Nicole Assélé annonçant sa démission du CLR  le 4 mai à Libreville © Gabonactu.com

Le Délégué général du Centre des libéraux réformateurs (CLR, majorité),  Dr Nicole Assélé, a annoncé mercredi dans  une déclaration solennelle, sa démission du parti truffé  désormais, selon elle,  par certains individus mal intentionnés  constituant une force d’inertie.

« Préférant  prendre définitivement mes distances avec cet environnement  rempli de courtisans, dont la présence et l’activisme sont tout, sauf au réel  bénéfice  du Général Jean Boniface Assélé et du CLR, je déclare formellement et fermement ma démission du Centre des Libéraux réformateurs », a annoncé Mme Assélé.
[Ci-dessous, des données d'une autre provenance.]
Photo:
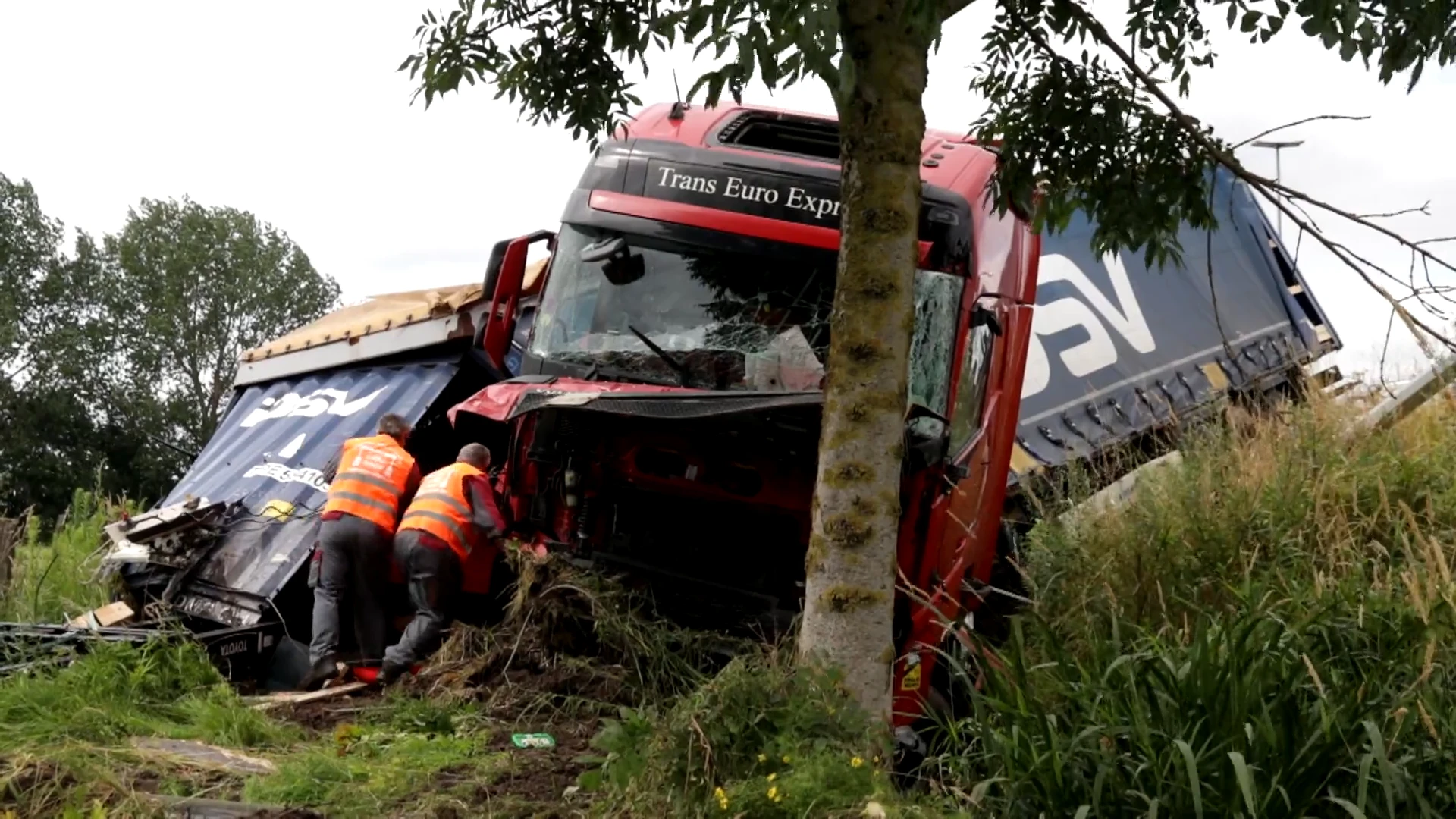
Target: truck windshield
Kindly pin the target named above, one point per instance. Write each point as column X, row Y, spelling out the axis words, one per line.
column 727, row 319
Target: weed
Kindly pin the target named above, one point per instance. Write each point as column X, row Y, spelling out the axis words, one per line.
column 1266, row 630
column 762, row 736
column 55, row 577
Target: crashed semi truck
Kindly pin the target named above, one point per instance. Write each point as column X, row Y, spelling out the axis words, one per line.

Pour la démissionnaire, le président fondateur du CLR, Jean Boniface Assélé qui a foulé au pied délibérément  les textes issus du congrès de septembre 2019,  est mal entouré. Des textes l’ayant porté aux fonctions de numéro 2 du parti.

Un groupuscule des militants irrévérencieux  et déterminés seraient à la manœuvre pour détruire la formation politique créée  il y a 26 ans par l’oncle maternelle d’Ali Bongo, Président de la République. Il aura réussi à installer un climat délétère entre le père et la fille.
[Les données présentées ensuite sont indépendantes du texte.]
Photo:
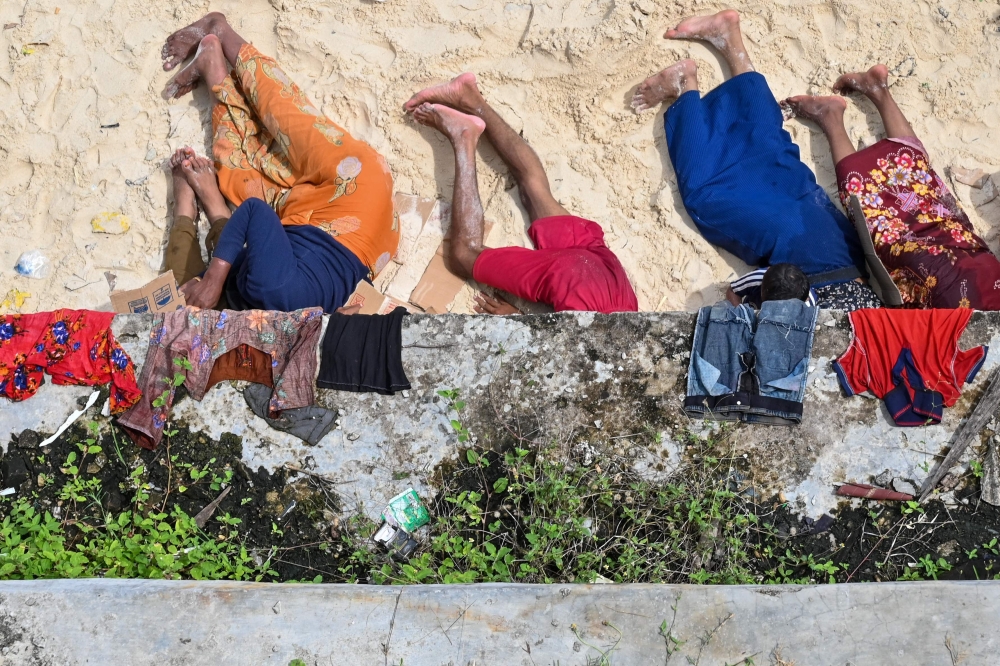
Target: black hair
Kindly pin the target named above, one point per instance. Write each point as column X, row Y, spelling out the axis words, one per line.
column 784, row 282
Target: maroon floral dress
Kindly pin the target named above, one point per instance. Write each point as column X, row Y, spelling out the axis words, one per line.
column 919, row 230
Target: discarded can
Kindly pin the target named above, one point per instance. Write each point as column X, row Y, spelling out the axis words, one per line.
column 33, row 264
column 406, row 511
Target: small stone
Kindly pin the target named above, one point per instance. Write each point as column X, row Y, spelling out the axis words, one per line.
column 28, row 439
column 948, row 548
column 972, row 177
column 904, row 486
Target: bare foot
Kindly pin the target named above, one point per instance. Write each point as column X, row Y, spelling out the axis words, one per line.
column 457, row 126
column 717, row 29
column 460, row 93
column 185, row 203
column 668, row 84
column 199, row 173
column 182, row 44
column 817, row 109
column 209, row 63
column 872, row 82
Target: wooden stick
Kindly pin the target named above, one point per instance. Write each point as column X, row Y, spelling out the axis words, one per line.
column 980, row 416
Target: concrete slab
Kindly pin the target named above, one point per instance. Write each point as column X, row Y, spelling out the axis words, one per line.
column 576, row 380
column 164, row 622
Depuis plusieurs mois, les deux têtes du parti étaient à couteau tiré. La première empiétait sur les prérogatives de la seconde. S’en est suivie l’exclusion de Nicole Assélé   non conforme à la loi actée par un congrès informel organisé le 16 avril 2022.
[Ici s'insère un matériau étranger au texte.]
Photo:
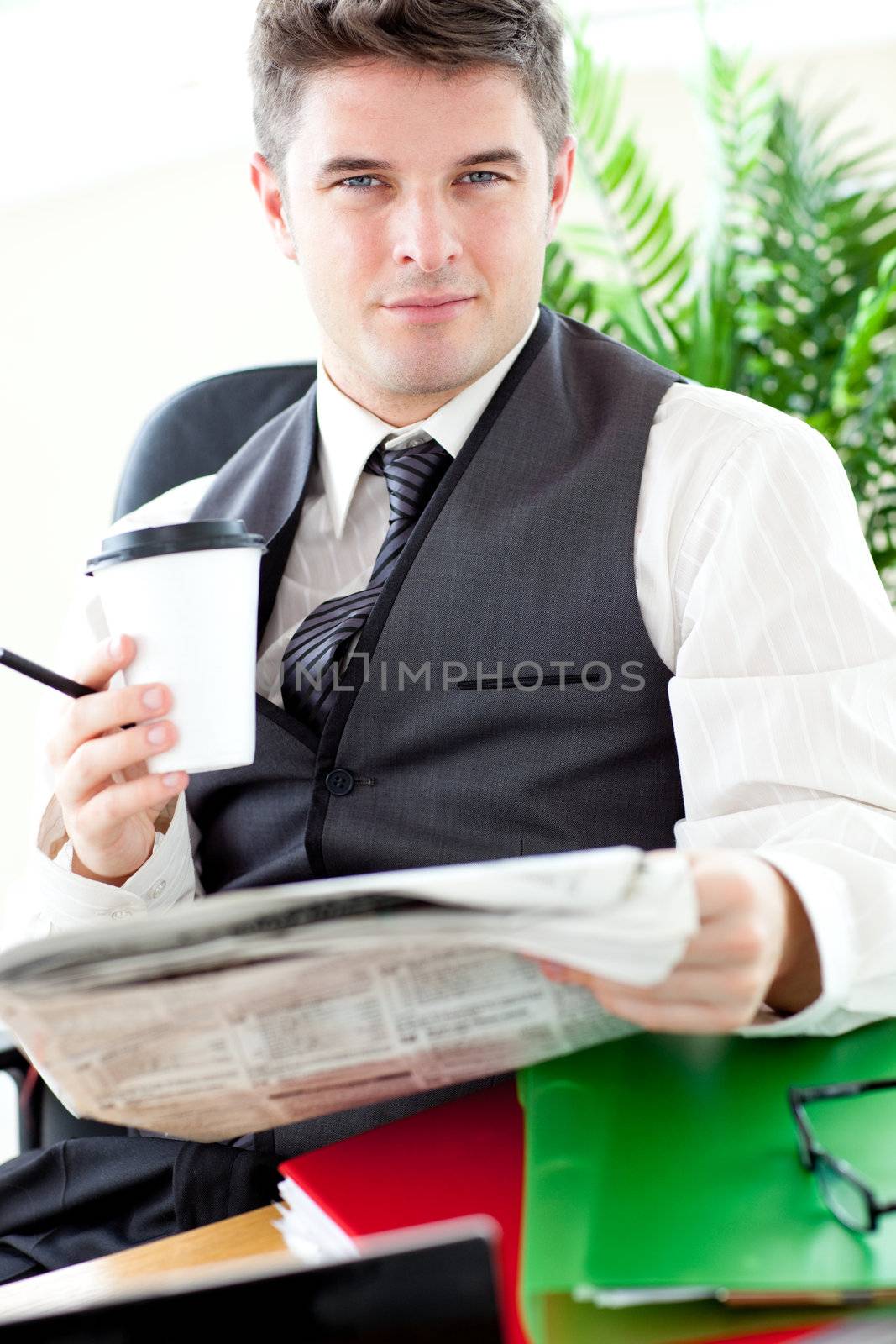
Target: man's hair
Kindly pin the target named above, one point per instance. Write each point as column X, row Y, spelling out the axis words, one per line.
column 295, row 39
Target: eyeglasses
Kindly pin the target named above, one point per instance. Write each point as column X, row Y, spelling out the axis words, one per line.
column 842, row 1189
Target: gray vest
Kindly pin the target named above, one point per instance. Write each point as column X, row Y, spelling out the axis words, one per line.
column 544, row 723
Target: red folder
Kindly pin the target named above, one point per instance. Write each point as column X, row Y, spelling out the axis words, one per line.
column 449, row 1162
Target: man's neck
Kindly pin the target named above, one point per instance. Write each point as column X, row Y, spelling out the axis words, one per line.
column 392, row 409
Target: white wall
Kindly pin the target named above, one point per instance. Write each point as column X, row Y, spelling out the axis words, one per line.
column 145, row 273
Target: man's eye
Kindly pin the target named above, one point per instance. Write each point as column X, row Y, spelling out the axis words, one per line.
column 484, row 172
column 364, row 181
column 363, row 178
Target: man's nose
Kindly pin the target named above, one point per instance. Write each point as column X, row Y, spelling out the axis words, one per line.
column 425, row 233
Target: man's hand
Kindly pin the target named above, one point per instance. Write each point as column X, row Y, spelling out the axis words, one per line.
column 754, row 945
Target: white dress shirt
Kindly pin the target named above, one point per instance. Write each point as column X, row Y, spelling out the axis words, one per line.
column 758, row 593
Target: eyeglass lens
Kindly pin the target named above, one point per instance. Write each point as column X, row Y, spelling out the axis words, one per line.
column 846, row 1200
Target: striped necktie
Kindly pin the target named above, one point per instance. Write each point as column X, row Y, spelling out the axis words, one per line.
column 411, row 475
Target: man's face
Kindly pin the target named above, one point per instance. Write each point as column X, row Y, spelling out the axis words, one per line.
column 403, row 186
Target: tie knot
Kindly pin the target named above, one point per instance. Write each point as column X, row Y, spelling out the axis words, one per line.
column 411, row 474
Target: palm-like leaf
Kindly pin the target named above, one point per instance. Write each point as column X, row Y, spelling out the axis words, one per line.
column 637, row 261
column 790, row 292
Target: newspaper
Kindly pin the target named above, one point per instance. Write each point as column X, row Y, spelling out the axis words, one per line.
column 270, row 1005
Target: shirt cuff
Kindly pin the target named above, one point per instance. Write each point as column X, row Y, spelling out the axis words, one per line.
column 67, row 900
column 824, row 894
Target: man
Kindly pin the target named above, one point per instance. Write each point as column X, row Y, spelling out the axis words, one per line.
column 477, row 483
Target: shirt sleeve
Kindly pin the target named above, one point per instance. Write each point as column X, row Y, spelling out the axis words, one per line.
column 783, row 702
column 47, row 897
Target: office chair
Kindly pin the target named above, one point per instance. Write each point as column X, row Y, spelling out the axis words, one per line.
column 191, row 434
Selon Nicole Assélé, en pays « Bantu » il est interdit de faire un bras de faire avec son père. D’où sa démission pour préserver l’essentiel.

« La démission ici annoncé, loin de relever d’une fuite en avant ou d’une légitimation de l’orientation déviante en cours au sein du CLR, traduit d’abord ma volonté de préserver les liens personnels immuables et la cohésion familiale  que nul ne saurait évidemment ignorer », a-t-elle fait savoir, sans dire si elle pourrait adhérer sous peu  au Parti démocratique gabonais (PDG, au pouvoir).